Athletes: Achieve Peak Performance with Disciplined Brain Training!
You’ve spent countless hours training and practicing. Maybe you’ve even spoken to the team psychologist to get yourself focused and ready. Then, you still find yourself squandering a chance at goal because you didn't notice a teammate open for a pass? Did you miss an opponent out of the corner of your eye to lose possession or wind up on the ground because of a collision? Did you forget about the person just behind you who sprinted to the finish line unexpectedly? As a professional athlete, you have likely trained to be physically ready for any situation and mentally prepared to compete but do you know that for optimal physical performance your brain needs to be trained to be just as fit as your body?
No matter what sport you play, your brain needs to be wired for alertness, quicker reflexes, rapid decision making, better peripheral vision, solid balance and precise recall. Being aware of your position in relation to others is what helps you execute a winning game plan as well as to help you avoid injury. It is no secret that competing at the highest level in any sport requires an incredible amount of physical and mental training. Any athlete maintaining or working towards a professional career is well aware of the hours of required training before you ever reach the field, ice, pitch, track or court. A training regimen will likely include scientifically measuring your development and progress; from how high you can jump to how much oxygen you’re using during aerobic activity.
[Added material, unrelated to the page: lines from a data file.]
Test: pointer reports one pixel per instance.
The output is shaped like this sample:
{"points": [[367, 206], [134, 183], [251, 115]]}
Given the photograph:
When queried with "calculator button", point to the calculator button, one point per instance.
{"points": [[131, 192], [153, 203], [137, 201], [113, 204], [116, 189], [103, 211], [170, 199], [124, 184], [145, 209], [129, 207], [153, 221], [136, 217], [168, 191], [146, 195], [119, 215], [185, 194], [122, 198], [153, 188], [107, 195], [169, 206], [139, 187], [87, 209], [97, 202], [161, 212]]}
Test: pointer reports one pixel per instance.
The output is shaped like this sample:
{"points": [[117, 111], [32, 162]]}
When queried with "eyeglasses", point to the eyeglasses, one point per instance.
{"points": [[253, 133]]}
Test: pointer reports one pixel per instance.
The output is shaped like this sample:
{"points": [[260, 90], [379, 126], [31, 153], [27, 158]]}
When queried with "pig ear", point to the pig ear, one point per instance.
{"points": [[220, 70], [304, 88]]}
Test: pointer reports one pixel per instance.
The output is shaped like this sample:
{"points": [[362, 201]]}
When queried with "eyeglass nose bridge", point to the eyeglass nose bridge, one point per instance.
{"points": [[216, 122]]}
Even diet will be closely monitored and scheduled depending on your chosen sport and time of week in relation to competition.
One result of all this training and competing is that the plastic nature of your brain allows you to silence the prefrontal cortex of your brain. The prefrontal cortex runs the general oversight on your brain and controls movement but after so much physical training your brain also gets trained to run on autopilot. In other words, you can react to unscripted situations without losing focus on the basic skills required for you to compete—avoid a tackle, or make a pass. So while we are beginning to understand how our brains adapt to sport and are learning the beneficial role sports play in terms of brain health, whenever brain training is mentioned, it is usually in the guise of visualization techniques and sports psychologists. This is not the same as training your brain for physical fitness.
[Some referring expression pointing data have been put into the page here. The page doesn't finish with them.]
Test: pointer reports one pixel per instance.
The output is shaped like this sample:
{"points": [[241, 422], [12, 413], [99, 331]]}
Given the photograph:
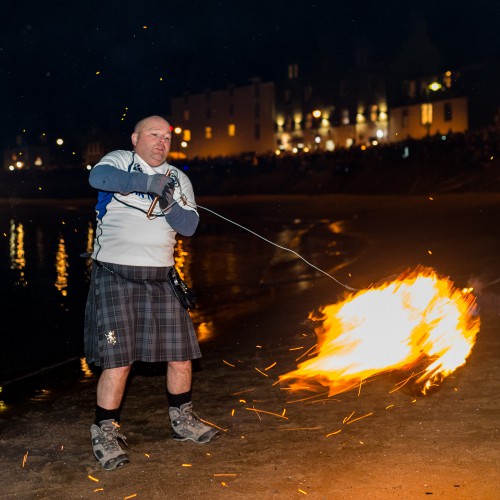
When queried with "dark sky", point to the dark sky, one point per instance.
{"points": [[66, 65]]}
Sports psychologists are becoming much more accepted and commonplace at varsity and professional levels. There is an ever increasing breadth of professional athletes, teams and leagues using their services to help focus athletes and even to work on channelling something like aggression properly. Getting into and maintaining the right mindset before a high pressure situation is becoming another measurable component to winning and competing. And, should an athlete be coming back from a severe injury, working to ensure the right mindset will hasten his or her return to form.
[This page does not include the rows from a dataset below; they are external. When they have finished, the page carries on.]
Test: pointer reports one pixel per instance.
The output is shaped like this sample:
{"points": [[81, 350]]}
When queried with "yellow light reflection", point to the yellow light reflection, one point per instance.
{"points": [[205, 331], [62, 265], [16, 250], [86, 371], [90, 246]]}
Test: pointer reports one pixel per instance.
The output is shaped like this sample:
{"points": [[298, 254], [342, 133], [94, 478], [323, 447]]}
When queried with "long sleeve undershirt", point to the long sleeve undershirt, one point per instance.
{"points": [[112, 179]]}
With our new understanding of brain plasticity, using scientifically proven brain training program such as BrainHQ is becoming a much more regular aspect of any athlete’s training regime. Athletes who are disciplined at training their brain as well as their body will enable them to:
- improve attention span to stay alert and focused Divided Attention, Target Tracker
- speed up processing of visual information to react quicker to any situation and follow rapid movements; be it a puck or a basketball Visual Sweeps, Hawk Eye
- improve executive functions to make agile decisions, improve abstract thinking, organization, emotional regulation and more Card Shark, Auditory Ace, Mixed Signals, Mind Bender
- extend peripheral vision to capture more at a glance Double Decision, Target Tracker
- improve balance and visual spatial system Visual Sweeps, Double Decision
By harnessing the power of neuroplasticity, your brain can be trained to function at peak, giving you the advantage over your competition who is likely just as skilled, just as fit and just as ready to compete.